WASHINGTON — Builder confidence in the market for newly built single-family homes rose for the first time in seven months this September, according to the National Association of Home Builders (NAHB)/Wells Fargo Housing Market Index (HMI), released Sept. 16. The HMI gained two points to 18, rising from its record low of the previous two months.
“Builders have several reasons to be more optimistic at this time,” said NAHB President Sandy Dunn, a homebuilder from Point Pleasant, WV. “Many are sensing that home sales are nearing a turning point with the support of the newly enacted first-time home buyer tax credit. Meanwhile, with the government’s explicit backing of Fannie Mae and Freddie Mac now assured, this should help keep mortgage rates at very favorable levels going forward.”
Following the Treasury Department’s announcement that it was placing mortgage giants Fannie Mae and Freddie Mac into conservatorship last week, the average rate on 30-year fixed-rate conforming home mortgages declined by nearly half a percentage point, falling to below 6% for the first time in several months. Market responses to the Lehman Brothers bankruptcy filing and the purchase of Merrill Lynch by Bank of America have put additional downward pressure on prime conforming mortgage rates.

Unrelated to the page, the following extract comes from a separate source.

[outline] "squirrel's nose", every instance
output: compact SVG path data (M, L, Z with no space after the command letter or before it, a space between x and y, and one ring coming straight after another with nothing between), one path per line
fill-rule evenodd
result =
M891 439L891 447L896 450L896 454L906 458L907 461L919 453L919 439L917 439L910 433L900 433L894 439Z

“Nearly half of the builders in our September survey indicated that they expect to see a positive impact from the tax credit in their market areas,” said NAHB Chief Economist David Seiders. “Of those respondents, 20% said their market has already experienced some of this effect. Meanwhile, consumer confidence has risen and more households are saying that now is a good time to buy a home. All of these factors, along with the recent downward movements in mortgage rates, suggest that new-home sales will be stabilizing in the final quarter of the year.”